The last place I felt I could be of some use was CNN's New York bureau, where I had been an intern for two months. I walked across town through the endless blare of emergency sirens. The office I walked into was virtually unrecognizable. Only a week earlier, we had released a piece looking at how it had essentially been "a no-news summer" with the disappearance of Chandra Levy saturating CNN's coverage. Now, every person was scribbling, typing, dialing, running and shouting – not in rage but so as to be heard over the accumulative noise of the newsroom.
In the face of the most traumatic news event to ever confront the bureau, it was running at maximum efficiency. For my part and I believe for others, this was a personal as much as a professional necessity. We all knew people who could be in or around the World Trade Center when the towers were struck and collapsed. The only way of dealing with our worst fears was to throw ourselves wholeheartedly into our work.
But as an intern what would my work be now? The moment I came into the view of the assignment desk, a voice called out to me, "Jonathan, deal with line number 2." On the other end of the phone was the wife of a New York fireman, struggling to contain herself. She couldn't contact her husband and the last she saw of him was in some CNN footage as he hurtled, atop a fire truck, towards the burning towers. There were several others like her who caught a glimpse of their relatives in our video and reached out to us in a desperate attempt to trace them. I fielded many of their calls, building a database of people who ultimately had suffered an awful loss or a narrow escape. In the case of the woman I first spoke to, the video proved to be the last she saw of her husband.
The uncertainty and insecurity extended to our own staff. Communication was at a premium as the volume of calls in the city overloaded and crashed the cell phone networks. A giant white board at the center of the newsroom would chart the locations and last time of contact for all our colleagues around Ground Zero. It was an exercise that assumed an increased sense of urgency after the collapse of the towers. We breathed a collective sigh of relief as they all eventually called in.
The grim reality of what had happened became increasingly vivid as tapes flowed back into the bureau. One in particular caught the attention of everyone in the newsroom. It showed a plane slicing into one of the towers more closely and clearly than any other video. Everyone stopped what they were doing and huddled round the same monitor to view it. At the point of impact one producer standing next to me took a sharp intake of breath, her eyes welled up and she bit her lip. After pressing her eyes shut, as if to suppress the image, she returned to her work. For it was all she could do.

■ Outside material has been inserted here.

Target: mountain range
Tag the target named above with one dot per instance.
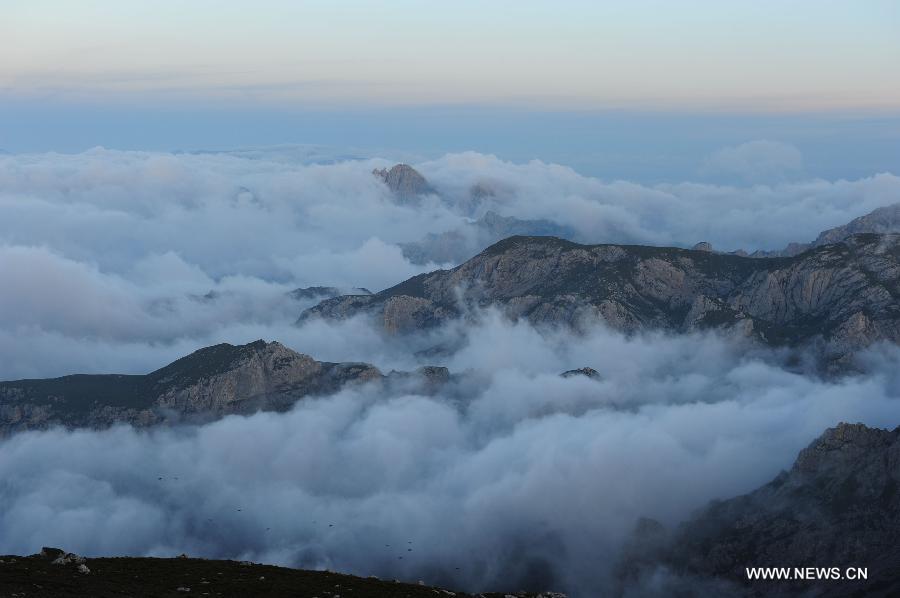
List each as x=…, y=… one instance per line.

In the small hours of the morning before sunrise I waited outside the main newspaper depot and gathered their first reactions to the events of September 11th. All blazoned with declarations of war and tragedy I ran them back to our round-the-clock live position with a view of Ground Zero smoldering in the background.
The streets were barren and still, save for the occasional, lingering siren. The acrid stench emanating from the wreckage of Ground Zero, had begun to fill the air and would remain heavily for weeks to come. I walked back to my grandmother's apartment and lay on the bed for several hours, unable to sleep, before returning to work.